Do the re-assigned managers increase productivity in new departments? Do they increase revenue or reduce costs? If yes, then the 'savings' appear in the improved company performance - still a greater spread between income and expense, yielding increased revenue.

Or not.

Ruth Baratta
Manager, Export-Import
Shaklee Corporation

More on “Future is Procurement:"

I agree!

Rola M. Lopez, CPIM
Senior Supply Chain
Procurement Services, JMSC
JM Family Enterprises

On Green Supply Chains:

I was watching an investment analyst on CNBC recently ( a GREEN investment guru) and he was asked what is the best GREEN investment ?” After a long thoughtful pause the gentleman replied “Any company improving their supply chain”. The reporter was stunned had no idea how to respond as was expecting some CO2 eater, solar, etc.

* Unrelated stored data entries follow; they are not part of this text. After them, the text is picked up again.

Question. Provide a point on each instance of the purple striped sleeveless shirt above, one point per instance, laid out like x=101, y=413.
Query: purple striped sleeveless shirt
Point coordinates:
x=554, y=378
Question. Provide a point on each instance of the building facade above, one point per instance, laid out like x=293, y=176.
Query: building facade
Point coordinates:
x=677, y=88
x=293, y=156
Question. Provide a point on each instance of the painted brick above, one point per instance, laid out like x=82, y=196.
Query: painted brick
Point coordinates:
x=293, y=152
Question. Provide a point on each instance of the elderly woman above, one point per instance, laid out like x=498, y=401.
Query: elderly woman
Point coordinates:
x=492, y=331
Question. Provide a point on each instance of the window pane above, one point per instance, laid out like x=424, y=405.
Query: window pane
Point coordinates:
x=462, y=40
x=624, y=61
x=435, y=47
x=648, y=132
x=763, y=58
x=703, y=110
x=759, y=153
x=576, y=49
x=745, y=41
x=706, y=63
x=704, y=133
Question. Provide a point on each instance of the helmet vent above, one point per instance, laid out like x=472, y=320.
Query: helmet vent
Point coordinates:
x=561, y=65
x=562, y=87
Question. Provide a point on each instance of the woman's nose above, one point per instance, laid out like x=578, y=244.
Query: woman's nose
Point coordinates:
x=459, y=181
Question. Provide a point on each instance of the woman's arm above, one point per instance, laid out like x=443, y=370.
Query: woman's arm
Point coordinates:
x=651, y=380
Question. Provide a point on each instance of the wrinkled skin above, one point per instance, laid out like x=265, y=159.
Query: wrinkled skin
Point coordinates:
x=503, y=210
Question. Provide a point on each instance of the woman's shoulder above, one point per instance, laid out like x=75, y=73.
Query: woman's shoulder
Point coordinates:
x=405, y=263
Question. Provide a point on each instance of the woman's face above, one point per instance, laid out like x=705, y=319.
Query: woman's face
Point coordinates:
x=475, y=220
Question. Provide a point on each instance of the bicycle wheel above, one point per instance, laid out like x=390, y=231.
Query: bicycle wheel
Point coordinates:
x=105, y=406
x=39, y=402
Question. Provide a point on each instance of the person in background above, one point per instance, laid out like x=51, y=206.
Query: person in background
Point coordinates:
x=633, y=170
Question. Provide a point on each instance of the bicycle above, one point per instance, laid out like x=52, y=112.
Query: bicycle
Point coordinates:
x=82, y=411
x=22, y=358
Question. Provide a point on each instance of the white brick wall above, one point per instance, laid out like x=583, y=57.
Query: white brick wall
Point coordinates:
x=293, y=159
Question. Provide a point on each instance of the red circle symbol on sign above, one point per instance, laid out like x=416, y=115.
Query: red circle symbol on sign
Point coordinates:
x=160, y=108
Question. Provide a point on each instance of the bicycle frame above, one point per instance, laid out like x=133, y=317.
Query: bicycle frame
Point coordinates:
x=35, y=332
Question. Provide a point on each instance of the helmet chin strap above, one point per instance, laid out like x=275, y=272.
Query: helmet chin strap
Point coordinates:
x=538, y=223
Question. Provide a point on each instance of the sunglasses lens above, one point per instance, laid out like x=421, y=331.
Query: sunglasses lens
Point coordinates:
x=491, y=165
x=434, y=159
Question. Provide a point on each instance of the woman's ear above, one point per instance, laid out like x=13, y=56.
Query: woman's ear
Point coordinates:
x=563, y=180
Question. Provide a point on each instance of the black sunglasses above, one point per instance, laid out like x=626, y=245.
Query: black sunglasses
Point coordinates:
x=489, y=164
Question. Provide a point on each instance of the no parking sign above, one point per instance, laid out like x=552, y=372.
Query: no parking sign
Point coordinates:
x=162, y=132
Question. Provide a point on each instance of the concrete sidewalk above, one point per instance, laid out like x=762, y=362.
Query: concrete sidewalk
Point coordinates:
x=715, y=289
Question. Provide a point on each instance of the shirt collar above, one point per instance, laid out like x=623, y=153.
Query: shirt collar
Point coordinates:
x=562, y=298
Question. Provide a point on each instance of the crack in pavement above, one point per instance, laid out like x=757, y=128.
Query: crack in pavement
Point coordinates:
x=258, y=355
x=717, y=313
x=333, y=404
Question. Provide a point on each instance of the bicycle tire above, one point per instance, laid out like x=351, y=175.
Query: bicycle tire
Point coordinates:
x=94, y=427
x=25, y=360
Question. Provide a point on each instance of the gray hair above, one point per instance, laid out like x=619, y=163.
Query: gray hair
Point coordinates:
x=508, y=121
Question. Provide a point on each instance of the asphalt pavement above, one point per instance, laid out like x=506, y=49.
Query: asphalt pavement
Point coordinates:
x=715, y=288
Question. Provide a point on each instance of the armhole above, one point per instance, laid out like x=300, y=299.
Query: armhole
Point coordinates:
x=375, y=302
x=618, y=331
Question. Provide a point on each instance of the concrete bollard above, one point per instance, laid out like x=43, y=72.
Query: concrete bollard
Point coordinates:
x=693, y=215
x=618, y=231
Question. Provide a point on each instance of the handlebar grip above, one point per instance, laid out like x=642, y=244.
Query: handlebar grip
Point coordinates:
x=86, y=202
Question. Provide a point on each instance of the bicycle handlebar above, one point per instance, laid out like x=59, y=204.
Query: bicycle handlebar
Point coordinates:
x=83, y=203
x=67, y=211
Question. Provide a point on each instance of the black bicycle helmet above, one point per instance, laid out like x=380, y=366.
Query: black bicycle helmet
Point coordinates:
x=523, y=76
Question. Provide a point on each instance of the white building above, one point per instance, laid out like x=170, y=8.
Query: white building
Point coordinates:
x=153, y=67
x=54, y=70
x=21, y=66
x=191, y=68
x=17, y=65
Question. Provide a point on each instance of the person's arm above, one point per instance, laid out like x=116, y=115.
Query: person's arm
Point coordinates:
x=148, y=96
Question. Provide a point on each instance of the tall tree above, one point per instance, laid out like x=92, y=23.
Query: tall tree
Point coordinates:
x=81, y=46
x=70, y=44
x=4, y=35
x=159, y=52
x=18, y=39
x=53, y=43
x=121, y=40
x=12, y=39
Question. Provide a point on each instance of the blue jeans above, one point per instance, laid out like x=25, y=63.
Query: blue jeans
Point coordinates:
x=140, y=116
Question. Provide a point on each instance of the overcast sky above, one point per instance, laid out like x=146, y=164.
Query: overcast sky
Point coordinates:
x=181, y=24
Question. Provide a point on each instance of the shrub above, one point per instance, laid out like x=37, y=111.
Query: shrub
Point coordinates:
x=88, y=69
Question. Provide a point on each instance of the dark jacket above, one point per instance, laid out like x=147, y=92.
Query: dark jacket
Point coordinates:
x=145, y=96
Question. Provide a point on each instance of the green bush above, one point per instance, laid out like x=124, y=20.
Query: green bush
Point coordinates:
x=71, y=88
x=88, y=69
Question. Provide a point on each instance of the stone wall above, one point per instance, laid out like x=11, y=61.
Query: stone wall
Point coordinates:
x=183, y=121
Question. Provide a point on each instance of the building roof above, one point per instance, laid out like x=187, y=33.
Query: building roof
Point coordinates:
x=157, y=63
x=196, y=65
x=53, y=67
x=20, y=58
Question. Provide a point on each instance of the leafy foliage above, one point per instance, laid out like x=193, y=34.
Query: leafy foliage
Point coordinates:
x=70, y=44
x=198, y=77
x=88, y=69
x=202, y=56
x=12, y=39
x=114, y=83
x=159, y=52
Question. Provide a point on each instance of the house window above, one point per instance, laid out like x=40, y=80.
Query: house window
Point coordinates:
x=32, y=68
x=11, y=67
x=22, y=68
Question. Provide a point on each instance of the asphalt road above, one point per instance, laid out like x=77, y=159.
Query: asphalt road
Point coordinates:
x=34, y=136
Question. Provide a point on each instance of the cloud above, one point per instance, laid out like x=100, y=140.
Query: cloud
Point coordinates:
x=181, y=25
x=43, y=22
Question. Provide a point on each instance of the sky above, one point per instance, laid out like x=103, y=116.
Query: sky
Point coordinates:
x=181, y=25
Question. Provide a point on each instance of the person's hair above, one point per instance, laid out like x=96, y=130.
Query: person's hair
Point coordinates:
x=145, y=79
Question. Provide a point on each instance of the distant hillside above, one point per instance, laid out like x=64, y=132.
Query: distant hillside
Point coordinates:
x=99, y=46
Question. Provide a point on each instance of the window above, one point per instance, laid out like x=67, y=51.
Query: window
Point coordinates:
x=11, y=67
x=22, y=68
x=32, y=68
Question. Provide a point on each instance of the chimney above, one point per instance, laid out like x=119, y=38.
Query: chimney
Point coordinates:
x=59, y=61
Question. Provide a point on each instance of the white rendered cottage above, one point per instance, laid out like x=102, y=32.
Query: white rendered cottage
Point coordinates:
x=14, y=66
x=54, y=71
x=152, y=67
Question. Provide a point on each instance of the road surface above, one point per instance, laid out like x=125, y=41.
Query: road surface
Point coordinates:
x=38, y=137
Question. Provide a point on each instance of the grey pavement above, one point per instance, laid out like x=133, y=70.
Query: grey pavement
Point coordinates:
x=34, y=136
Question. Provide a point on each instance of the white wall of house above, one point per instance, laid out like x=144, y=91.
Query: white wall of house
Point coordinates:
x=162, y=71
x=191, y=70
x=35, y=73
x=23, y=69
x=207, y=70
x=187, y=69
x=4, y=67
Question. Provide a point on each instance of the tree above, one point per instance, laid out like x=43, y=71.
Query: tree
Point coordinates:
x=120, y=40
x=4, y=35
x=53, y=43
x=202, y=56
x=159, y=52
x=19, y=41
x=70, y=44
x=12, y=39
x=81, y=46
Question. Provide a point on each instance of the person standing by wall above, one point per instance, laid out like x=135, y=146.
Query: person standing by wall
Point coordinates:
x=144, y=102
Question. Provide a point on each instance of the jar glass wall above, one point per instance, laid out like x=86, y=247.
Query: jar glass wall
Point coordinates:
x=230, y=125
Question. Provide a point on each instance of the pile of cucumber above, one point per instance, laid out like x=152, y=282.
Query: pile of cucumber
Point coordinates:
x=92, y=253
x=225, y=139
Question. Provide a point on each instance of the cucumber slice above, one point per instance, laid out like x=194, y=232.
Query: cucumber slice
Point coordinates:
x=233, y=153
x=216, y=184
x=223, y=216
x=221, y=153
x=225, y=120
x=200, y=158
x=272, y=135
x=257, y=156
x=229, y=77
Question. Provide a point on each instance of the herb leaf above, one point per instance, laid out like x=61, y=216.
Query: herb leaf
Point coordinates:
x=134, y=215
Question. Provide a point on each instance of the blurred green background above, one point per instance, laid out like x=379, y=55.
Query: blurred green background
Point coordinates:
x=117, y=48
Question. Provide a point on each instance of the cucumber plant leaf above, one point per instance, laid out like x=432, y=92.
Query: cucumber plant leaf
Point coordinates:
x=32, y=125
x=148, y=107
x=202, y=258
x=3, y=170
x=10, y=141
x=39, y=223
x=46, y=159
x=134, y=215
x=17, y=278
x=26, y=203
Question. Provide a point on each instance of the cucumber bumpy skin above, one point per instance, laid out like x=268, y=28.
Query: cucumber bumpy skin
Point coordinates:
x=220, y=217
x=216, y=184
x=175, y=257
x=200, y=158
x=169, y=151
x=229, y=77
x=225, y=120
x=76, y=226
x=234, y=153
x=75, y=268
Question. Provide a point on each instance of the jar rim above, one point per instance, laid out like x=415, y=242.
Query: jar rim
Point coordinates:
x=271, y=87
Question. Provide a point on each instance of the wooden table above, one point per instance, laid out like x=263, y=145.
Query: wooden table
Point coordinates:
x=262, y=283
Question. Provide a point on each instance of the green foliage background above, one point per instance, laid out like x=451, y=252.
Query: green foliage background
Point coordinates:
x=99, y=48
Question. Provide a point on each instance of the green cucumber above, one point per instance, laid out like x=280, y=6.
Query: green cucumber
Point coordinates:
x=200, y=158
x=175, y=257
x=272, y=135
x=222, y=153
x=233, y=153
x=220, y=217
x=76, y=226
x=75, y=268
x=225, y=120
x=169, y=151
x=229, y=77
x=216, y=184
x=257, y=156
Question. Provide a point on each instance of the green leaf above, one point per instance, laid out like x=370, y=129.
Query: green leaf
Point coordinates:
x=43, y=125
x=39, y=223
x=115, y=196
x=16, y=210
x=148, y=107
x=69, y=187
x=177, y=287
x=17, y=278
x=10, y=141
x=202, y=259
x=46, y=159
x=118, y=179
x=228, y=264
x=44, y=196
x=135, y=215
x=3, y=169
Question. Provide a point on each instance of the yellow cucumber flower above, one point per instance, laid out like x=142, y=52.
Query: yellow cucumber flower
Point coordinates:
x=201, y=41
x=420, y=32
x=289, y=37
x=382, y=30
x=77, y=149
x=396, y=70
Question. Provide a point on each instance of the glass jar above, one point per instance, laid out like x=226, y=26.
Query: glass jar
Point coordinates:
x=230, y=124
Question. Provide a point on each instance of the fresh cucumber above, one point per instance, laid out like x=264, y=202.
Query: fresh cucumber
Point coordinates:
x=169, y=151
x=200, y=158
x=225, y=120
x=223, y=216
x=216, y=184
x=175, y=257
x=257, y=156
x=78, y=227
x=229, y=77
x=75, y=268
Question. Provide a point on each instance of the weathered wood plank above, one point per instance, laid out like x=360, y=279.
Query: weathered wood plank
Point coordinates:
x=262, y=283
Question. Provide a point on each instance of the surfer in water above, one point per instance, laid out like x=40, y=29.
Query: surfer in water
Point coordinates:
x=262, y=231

My message in this is: Under the hype maybe GREEN is really is about reducing stupid waste and using our resources wisely (not just randomly giving things because pundits want to use as an example) then indeed supply chain done right (inventor reductions, cycle time reduction, cashflow improvement) is probably the most GREEN+ initiative to be done!

Jon Kirkegaard
President
DCRA Inc.

On UPS and FedEx Revenue Sources:

Interesting, very interesting. As much as you hear about China (and to a lesser extent, India) gobbling up all the world's resources, you'd think the export portion of the Asian markets for each company would be far & above the US market. Anyway - the real story might be how the US is faring against the growth of the Asian markets - i.e., is our rate of shrinkage (or growth?) inversely related to the growth in the Asian percentage?

So, comparative to what we see & hear almost daily - if the US market continues to hold some growth or the rate of decline is not as fast as the growth in the Asian market - that would be a huge plug for the strength of the US markets. Granted, I realize that if the percentage shows an increase for Asia, then the percentage has to decrease for the US. The story behind the story would be to look at total dollar value and total shipments to gauge the activity.

Another thing that would be of interest - is seeing if there is an Asian logistics provider that is experiencing the growth to the detriment of market share for UPS/Fedex. Has another "elephant" entered the room unfamiliar to most of us, somewhat silently? Similar to the story reported recently concerning the largest RFID vendor or solution partners in China. Of the three mentioned - only Intermec was a company I've heard about. Was quite surprised.

Keep up the good work.

Damon S. McDaniel
Finance
Alcon Manufacturing, Ltd.

On Import Warehousing:

I attended Profs Maltz and Speh’s Prologis sponsored presentation at WERC in April where I first saw this material, and while they are fine and talented academicians I came away with the impression they had enjoyed a expense paid field trip to learn what is generally known regarding the issues and elements involved with import warehousing. Now it’s being regurgitated here as well. These aren’t recommendations as much as wish lists. Are they willing to take a stand with more specifics as to whom, where, and how?

Speaking through them, Prologis pitched establishing warehousing further out from the ports- a fairly obvious observation given the lack on land available for that firm to develop at the major port areas.

Tom Miralia
Distribution Technology Inc

SUPPLY CHAIN TRIVIA

Q. How much of pharmaceutical manufacturer Pfizer's current production is through contract manufacturers?

A. About 15%; however, the company recently announced plans to double that level in the next few years, moving (of course) to Asian sources.